An increase in thermogenesis has been shown in hypernutrite rats, with a preventive effect on the development of obesity. Brown adipose tissue responded to this condition with the same metabolic and structural changes activated during cold thermogenesis. Not surprisingly, as soon as you have eaten, the temperature increases by about 0.5 / 1 degree, precisely because of this form of postprandial thermogenesis mediated by brown adipose tissue, which tends to keep the body's energy balance stable despite the meal's calorie surplus.
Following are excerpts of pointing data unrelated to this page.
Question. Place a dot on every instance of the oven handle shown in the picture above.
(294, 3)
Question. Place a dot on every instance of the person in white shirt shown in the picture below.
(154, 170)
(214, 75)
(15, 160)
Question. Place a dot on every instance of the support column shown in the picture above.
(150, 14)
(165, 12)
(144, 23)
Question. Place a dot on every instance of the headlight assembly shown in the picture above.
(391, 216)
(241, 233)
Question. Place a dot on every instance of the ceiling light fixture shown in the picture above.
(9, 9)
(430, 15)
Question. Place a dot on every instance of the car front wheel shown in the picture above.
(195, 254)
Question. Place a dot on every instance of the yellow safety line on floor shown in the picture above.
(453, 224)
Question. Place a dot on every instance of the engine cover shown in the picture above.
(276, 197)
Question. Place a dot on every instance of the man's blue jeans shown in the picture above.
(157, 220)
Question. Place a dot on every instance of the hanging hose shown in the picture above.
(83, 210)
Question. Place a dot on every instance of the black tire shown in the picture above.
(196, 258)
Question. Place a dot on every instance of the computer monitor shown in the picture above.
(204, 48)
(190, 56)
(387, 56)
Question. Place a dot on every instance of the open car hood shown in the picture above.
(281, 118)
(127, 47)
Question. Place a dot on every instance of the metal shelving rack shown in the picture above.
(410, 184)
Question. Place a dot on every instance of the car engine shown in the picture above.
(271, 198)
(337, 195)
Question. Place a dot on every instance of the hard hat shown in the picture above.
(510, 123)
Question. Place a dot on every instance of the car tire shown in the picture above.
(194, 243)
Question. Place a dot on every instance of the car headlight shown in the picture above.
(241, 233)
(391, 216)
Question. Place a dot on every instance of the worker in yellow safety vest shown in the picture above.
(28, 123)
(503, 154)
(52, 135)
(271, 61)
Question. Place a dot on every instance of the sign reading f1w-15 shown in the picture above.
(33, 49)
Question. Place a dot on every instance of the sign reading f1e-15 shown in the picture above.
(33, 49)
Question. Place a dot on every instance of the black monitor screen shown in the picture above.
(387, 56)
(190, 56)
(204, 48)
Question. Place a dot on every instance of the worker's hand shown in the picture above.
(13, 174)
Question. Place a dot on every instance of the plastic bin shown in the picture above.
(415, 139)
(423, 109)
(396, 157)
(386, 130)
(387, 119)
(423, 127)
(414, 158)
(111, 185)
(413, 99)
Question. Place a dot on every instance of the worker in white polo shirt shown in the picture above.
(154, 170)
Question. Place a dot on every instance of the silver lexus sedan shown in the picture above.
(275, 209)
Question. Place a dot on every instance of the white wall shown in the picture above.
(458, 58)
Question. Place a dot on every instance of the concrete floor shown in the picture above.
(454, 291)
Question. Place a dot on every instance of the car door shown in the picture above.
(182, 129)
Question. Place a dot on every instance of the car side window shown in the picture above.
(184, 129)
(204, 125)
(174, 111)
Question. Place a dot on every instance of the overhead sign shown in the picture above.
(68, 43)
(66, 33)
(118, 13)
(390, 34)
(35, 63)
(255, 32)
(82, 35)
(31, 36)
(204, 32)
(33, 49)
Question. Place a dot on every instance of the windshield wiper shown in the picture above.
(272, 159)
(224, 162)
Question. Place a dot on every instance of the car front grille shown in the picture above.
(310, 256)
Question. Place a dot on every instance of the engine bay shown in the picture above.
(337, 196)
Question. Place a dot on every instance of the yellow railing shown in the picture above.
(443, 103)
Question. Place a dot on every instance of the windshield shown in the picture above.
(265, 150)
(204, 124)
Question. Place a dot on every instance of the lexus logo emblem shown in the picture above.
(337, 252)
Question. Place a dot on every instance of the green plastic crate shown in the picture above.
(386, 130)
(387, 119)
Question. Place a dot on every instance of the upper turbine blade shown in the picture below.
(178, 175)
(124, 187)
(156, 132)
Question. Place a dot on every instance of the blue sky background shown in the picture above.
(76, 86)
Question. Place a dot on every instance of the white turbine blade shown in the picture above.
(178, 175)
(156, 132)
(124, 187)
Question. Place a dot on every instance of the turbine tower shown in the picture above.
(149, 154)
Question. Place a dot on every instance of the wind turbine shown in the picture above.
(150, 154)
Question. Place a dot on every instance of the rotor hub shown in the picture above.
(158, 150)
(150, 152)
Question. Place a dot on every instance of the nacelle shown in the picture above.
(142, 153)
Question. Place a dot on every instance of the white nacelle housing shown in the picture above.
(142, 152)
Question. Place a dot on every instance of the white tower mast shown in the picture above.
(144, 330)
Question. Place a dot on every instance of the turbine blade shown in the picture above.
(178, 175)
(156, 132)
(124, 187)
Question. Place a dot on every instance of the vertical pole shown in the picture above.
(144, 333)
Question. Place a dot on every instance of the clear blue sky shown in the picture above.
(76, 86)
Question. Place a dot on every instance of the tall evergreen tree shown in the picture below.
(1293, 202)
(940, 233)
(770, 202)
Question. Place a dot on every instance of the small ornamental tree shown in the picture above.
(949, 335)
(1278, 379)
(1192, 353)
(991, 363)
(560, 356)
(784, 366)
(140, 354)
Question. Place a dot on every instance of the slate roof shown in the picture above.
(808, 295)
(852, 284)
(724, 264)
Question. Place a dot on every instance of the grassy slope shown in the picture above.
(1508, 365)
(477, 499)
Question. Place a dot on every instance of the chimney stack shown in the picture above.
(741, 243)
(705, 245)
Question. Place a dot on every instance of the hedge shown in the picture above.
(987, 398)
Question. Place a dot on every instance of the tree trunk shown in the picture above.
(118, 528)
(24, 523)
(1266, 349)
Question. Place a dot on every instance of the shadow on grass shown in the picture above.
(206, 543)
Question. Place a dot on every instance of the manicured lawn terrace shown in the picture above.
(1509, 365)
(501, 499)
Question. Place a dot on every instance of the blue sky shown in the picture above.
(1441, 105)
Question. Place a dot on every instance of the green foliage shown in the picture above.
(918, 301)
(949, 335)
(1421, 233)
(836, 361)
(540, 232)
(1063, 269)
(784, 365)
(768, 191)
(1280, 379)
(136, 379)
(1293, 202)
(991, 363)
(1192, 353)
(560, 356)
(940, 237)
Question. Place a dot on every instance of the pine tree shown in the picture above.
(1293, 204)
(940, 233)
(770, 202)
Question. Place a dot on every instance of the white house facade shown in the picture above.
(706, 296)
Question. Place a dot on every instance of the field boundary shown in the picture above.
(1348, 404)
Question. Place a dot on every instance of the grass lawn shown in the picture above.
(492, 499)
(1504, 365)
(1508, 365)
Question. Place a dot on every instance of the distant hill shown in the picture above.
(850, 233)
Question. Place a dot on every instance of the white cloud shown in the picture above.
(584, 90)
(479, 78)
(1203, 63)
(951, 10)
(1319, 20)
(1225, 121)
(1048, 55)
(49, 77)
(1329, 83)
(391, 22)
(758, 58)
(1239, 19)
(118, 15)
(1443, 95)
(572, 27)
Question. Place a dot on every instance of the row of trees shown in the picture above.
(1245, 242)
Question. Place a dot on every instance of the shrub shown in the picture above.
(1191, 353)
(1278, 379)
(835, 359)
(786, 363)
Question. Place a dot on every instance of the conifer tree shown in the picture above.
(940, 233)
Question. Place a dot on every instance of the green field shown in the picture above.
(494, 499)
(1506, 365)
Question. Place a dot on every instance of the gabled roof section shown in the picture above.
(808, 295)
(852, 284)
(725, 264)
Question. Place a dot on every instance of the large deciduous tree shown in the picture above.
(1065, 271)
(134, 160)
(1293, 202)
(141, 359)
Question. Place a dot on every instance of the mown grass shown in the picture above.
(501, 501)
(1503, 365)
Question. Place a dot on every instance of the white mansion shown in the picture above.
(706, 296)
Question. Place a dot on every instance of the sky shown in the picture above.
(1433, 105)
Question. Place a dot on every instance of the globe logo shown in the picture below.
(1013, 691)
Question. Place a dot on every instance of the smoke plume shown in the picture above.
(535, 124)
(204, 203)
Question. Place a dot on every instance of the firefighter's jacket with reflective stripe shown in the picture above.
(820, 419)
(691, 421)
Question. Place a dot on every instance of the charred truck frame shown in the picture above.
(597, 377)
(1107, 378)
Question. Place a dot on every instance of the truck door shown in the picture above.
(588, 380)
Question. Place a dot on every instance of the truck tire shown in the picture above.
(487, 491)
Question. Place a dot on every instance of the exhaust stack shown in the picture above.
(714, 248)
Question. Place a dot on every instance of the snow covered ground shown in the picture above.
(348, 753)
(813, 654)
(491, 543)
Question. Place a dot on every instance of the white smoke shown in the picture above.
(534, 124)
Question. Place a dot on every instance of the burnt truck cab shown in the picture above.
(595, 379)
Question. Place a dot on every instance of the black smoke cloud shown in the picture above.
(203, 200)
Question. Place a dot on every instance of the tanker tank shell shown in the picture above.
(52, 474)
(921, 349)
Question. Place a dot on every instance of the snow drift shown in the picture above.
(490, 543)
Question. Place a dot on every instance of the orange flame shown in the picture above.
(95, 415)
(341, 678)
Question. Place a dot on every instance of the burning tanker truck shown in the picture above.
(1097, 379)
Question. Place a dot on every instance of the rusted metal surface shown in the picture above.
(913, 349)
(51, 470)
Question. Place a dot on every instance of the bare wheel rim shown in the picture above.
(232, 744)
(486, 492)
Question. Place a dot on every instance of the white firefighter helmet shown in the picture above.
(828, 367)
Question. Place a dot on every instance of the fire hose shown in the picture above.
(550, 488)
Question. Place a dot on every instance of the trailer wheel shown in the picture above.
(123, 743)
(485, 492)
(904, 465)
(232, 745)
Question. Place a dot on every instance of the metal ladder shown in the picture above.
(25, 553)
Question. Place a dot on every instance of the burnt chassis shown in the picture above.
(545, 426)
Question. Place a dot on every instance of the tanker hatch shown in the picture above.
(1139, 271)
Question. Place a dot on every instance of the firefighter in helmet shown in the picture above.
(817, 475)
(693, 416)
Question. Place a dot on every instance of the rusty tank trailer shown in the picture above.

The experimental animal exposed to cold for ten days transforms the phenotype of its adipose organ into a predominantly brown phenotype. The surprising thing is that not only the percentages of white / brown adipocytes change, but that the total number of fat cells remains constant; this means that under certain conditions mature white adipocytes can turn into brown adipocytes, and vice versa.
In genetically obese rats, brown adipose tissue has a reduced thermogenetic capacity.
The reduced presence of brown adipocytes in an adult individual therefore appears to be one of the many pathogenetic mechanisms underlying obesity.
According to the most recent studies, the adipose tissue of mammals (including humans) has the intrinsic capacity to transform white adipocytes into brown adipocytes, and vice versa. Indeed, brown adipose tissue is not numerically constant in its cell population, but expands and shrinks as needed. This event is due to hyperplasia and conversion of white adipocytes into brown adipocytes; the cohabitation of these cells is in fact antithetic (the white ones accumulate the lipids while the brown ones burn them). The discovery of these biological mechanisms opens the door to future therapeutic developments in the treatment of obesity; theoretically, in fact, to defeat it would be sufficient to increase the percentage of brown adipocytes, which is also very useful in the prevention of diabetes.